Why?  We want to believe that the master can continue to improve, no matter how old.  We need to.  Not only does it give us hope that even someone such as he has more to learn, so we (who have so much more to learn) are not alone, but the fact that he keeps getting older and older seems to suggest there is no end to this potential progress.  In an age of dementia and Alzheimer’s Disease, some manage not only to age well, but to keep improving, right in to extreme old age.  In fact, the Alzheimer’s Association suggests that continuing to learn, for instance a foreign language, or to play an instrument, is one of the best ways to stave off dementia (http://www.alz.org/we_can_help_stay_mentally_active.asp).   Pablo Casals has become a little Internet legend, popping up here and there, borrowed by various groups and websites to embody the possibility of perpetual improvement—a model of aging not just gracefully, but exceptionally, so that old age is no less pleasurable and satisfying than any other age; in fact, it may hold the deepest pleasures because we weren’t able to experience them before.  This is definitely a comfort, and a gift. 

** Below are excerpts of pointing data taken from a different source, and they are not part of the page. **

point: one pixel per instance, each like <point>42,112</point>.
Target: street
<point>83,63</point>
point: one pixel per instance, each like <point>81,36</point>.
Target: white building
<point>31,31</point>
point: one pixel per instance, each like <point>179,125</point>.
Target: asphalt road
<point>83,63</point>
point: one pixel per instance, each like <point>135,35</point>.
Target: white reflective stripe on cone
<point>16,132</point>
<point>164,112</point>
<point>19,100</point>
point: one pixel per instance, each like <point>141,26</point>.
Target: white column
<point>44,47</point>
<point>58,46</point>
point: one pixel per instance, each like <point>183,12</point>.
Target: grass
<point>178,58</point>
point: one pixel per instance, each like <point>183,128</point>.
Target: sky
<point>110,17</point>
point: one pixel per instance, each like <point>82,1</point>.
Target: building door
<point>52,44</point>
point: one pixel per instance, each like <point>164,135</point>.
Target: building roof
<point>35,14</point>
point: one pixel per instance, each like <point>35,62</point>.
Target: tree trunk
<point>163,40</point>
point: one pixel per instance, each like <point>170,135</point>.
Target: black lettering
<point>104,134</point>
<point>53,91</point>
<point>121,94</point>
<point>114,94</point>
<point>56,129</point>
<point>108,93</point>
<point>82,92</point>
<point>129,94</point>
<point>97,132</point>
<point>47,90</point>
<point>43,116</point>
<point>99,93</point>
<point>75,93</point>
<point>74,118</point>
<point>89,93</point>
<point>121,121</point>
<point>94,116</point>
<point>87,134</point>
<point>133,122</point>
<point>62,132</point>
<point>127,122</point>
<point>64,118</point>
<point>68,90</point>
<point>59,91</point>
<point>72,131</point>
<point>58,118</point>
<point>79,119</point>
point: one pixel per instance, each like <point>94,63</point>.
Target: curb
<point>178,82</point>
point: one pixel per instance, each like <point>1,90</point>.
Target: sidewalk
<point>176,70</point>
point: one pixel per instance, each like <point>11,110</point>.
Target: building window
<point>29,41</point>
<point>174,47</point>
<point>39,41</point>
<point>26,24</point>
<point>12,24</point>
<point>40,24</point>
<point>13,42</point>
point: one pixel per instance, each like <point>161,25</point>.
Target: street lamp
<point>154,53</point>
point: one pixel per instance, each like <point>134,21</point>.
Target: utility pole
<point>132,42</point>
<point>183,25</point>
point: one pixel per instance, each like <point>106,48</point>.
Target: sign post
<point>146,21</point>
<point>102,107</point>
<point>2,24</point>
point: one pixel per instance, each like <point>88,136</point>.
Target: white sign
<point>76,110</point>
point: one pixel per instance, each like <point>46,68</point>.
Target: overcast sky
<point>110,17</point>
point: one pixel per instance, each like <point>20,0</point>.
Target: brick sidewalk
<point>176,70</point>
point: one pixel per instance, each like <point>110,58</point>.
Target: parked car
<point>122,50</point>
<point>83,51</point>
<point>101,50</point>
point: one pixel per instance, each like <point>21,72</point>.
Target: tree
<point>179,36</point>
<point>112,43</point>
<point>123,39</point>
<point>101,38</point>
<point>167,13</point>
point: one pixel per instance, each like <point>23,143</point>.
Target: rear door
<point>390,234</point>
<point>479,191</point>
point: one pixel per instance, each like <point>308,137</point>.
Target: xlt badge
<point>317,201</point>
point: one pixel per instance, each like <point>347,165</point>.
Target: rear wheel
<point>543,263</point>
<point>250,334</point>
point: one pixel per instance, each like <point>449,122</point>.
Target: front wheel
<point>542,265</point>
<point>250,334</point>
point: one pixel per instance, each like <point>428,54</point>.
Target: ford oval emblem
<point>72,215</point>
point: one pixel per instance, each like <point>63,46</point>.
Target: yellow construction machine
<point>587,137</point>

“I am getting better” is practically a mantra for me at this point, and a manifesto of optimism.  But the most important thing the Casals quote teaches me is the importance of the moments along the way.  Casals is quoted saying he is improving with practice at 67, 81, 83, 90, and 95.  He is improving at all those points.  But at all those points he is also already a master.  What he knows is enough to impress everyone but himself.  They are all points of success, not just transitions to the next, better phase of himself.  The life of this quote is the satisfaction and happiness that come from the moments where we pause and take stock not of the motion of where we are going, but the stasis of where we are.  Right now.  Still.  (And still improving.)